Nowadays, the development of contemporary and advanced methods for wastewater treatment is of significant relevance and a hot issue of current scientific research all over the world in order to deal with steadily increasing environmental concerns [1]. In recent years, there has been increased interest in using magnetic particles to alleviate various environmental challenges. Radioactive waste and nuclear pollution primarily originate from nuclear fuel-based electricity generation, nuclear weaponry testing, fuel reprocessing, and nuclear incidents [2], as well as the use of radionuclides in medicine, agriculture, industry, and research. This radioactive waste has a negative impact on human health and the environment [3]. Furthermore, the extensive distribution of radionuclides in the environment has led to the inclusion of liquid radioactive waste from diverse civil nuclear applications and nuclear facilities among hazardous materials [4].

The most significant procedure in the management of radioactive waste is treatment, which tries to concentrate and reduce waste produced in order to ensure safety and to lower the costs of following management schemes. Liquid radioactive waste is regarded as having a highly hazardous effect on humans and the environment, highlighting the critical need for evaluating and improving its treatment around the world [5]. The choice of its many management alternatives is due to the need for shielding, the radioactivity level in the waste influences. Therefore, the current, widely accepted classification system is based on the amount of activity and half-life.

Several alternative approaches to the elimination of heavy metals and radionuclides from contaminated aqueous systems have been investigated. Coagulation, chemical precipitation, ion exchange, adsorption, solvent extraction, membrane filtration, phytoremediation, and liquid membrane techniques are examples of these approaches [6].

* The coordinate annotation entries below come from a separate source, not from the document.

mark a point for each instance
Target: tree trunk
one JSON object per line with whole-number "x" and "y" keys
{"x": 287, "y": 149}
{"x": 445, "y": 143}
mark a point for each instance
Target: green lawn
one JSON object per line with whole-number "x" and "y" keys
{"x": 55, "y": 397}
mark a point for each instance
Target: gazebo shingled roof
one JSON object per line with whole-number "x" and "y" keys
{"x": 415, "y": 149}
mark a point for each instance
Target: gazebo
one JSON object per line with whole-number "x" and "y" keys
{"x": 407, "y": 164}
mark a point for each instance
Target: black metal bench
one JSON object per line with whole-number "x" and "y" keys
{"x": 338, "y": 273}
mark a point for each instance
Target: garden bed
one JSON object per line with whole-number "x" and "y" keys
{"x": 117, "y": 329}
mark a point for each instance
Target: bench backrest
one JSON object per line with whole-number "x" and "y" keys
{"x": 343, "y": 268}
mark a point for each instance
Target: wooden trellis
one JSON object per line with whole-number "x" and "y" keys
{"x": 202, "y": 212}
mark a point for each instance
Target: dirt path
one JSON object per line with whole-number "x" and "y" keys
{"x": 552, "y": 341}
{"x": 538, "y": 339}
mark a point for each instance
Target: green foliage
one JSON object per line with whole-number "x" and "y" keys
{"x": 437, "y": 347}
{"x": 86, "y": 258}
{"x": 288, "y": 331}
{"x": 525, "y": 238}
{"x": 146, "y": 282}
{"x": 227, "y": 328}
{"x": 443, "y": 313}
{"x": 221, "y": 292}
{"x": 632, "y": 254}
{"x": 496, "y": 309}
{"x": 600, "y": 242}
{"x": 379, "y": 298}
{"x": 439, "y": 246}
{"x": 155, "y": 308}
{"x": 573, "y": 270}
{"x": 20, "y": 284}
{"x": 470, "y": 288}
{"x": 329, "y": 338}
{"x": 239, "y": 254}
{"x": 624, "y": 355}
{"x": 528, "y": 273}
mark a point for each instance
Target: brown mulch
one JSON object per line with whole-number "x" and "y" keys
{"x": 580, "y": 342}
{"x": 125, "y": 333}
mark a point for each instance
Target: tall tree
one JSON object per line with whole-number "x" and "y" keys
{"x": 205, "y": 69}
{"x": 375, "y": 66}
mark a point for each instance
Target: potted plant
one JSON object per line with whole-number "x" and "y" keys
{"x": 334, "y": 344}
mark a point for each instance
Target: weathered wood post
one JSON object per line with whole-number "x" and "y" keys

Liquid radioactive waste can be categorized as easily detectable high-energy gamma-ray emitters; numerous investigations into enhancing their treatment [7,8], immobilization [9,10], and isolation [11] from the environment have been reported.

Particularly, radionuclides like ¹³⁷Cs and ⁶⁰Co, components of low-level radioactive waste (LLRW), pose significant risks to human well-being due to their capacity for efficient transfer, high solubility, extended half-lives, and propensity to accumulate in living organisms [12]. ¹³⁷Cs and ⁶⁰Co are used in irradiation and for investigating the sensitivity of dosimeters [13,14]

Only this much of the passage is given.